The series was nominated for a regional Emmy, and Drew was invited to go to the ceremony. It made a big impact. "I was able to put that part of my life behind me," she said.
She got a job at a gas station in Senoia. She learned to be an employee, to get to work on time, and she learned how to be honest.
She started going back to Riverwoods to tell her story, and she started talking to the clinical director about working there.
"He said – get a year and we'll talk," she said.
So she did, and they created a position for her. The clinical director told her if she ever felt like her recovery was threatened by working with the people there to not come to work that day.
"That whole hospital, the people that were working there at the time, loved me. They believed in me, which I never had. I started to believe in myself after a while," she said.
She was promoted twice. Drew said she learned so much at Riverwoods.
She was paying her taxes, paying off debt, building up credit, buying a brand new car.
Drew loved working at Riverwoods but wanted more. She wanted to help people get their driver’s license and other documents, to help them get started in a new life.
‘I love my life’
Drew was going to Coweta FORCE to support her recovery, and learned about the Certified Addiction Recovery Empowerment Specialist. She took the training and now works with other people in recovery.
She's living with her parents, but now she's able to give back to them.
"They would have done anything to save my life.
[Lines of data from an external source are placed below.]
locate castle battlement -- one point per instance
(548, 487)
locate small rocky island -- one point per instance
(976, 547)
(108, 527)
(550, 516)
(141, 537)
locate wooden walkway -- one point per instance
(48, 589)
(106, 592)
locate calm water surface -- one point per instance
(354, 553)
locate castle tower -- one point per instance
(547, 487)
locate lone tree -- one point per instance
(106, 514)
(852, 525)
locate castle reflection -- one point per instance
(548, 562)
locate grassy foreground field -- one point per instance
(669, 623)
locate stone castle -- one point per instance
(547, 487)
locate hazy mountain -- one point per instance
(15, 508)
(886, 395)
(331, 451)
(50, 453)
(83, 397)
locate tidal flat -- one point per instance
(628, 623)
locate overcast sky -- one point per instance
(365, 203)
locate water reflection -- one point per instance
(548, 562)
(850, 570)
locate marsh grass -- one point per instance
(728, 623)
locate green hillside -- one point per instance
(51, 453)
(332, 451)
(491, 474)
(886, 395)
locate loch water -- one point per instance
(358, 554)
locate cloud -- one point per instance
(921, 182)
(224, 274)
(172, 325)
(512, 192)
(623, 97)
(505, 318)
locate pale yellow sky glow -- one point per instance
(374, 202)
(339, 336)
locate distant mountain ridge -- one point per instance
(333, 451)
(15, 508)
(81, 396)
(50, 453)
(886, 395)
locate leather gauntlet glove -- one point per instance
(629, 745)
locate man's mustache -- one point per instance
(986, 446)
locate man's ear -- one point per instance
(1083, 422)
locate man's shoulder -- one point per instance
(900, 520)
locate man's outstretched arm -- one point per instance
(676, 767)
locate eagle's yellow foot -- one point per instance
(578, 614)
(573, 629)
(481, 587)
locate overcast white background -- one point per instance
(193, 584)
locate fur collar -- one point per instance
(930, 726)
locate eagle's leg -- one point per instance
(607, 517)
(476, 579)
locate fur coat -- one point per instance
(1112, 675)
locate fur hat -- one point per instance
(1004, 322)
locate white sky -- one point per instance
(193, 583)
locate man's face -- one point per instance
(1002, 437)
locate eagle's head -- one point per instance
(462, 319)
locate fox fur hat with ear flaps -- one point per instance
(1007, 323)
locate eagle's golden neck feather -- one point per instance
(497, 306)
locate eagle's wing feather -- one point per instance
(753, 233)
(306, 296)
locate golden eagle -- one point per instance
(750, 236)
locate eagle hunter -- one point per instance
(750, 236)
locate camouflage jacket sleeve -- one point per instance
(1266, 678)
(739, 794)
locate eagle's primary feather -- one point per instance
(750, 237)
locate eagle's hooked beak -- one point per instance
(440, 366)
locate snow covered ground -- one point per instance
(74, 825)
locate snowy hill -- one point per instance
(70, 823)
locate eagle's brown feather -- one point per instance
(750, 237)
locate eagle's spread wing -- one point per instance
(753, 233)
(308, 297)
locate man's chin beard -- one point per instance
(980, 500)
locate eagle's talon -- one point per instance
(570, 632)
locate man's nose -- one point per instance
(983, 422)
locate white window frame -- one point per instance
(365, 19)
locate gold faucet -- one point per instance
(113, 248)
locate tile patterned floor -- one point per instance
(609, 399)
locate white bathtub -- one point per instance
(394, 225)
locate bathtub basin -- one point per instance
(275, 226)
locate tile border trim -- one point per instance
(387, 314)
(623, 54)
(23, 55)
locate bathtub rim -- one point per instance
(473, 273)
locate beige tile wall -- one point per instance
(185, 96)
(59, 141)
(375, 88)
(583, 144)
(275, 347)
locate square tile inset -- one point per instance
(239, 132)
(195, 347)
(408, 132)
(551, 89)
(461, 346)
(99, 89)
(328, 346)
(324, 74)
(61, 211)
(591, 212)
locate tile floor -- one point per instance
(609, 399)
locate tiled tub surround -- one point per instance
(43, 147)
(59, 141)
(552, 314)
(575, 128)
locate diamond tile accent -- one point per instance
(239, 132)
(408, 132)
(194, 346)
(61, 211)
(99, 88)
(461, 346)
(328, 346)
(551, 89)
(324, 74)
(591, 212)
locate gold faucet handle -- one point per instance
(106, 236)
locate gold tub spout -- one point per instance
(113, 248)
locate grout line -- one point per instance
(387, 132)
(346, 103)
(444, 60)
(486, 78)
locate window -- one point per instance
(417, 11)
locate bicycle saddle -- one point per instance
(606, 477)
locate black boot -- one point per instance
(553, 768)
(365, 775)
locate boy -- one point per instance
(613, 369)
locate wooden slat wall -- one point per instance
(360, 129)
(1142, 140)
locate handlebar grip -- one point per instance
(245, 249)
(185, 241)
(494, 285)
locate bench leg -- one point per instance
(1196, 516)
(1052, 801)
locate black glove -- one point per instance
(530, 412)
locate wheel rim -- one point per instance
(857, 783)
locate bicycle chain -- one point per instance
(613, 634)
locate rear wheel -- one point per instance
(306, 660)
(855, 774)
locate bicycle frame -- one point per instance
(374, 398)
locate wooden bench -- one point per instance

It is an honor to be able to be the daughter I was supposed to be," Drew said. "I pay them rent, I pay my bills on time, I love my life."
Her relationship with her sister was damaged, but she’s made amends and it has been restored. In her addiction, she hurt her children. But now she's there for her kids and they respect her.
"I have a grandbaby that has never seen me use," she said. "I never thought I could see past Cleveland Avenue. I literally thought that it was going to take me out. And it should have.”
Her son Jacob never got to see her recovery. Anytime she goes to tell her story, she takes a picture of him with her.
"I can make amends to him by staying clean and helping somebody else. I can help somebody else in his name," she said.
When she tells her story, she tells others the truth about how far down addiction can take you. "If I can stop one young girl from going down the path I went, then everything I went through was worth it," she said.
These days, "I'm doing everything that I thought I could not do," she said.
And then she gets to come to Coweta FORCE and help others.
One of the best parts is Executive Director Hank Arnold hands her a sheet of paper to take to the jail so she can pick up someone who is being released and drive them to rehab.
"It’s the best feeling in the world,” Drew said.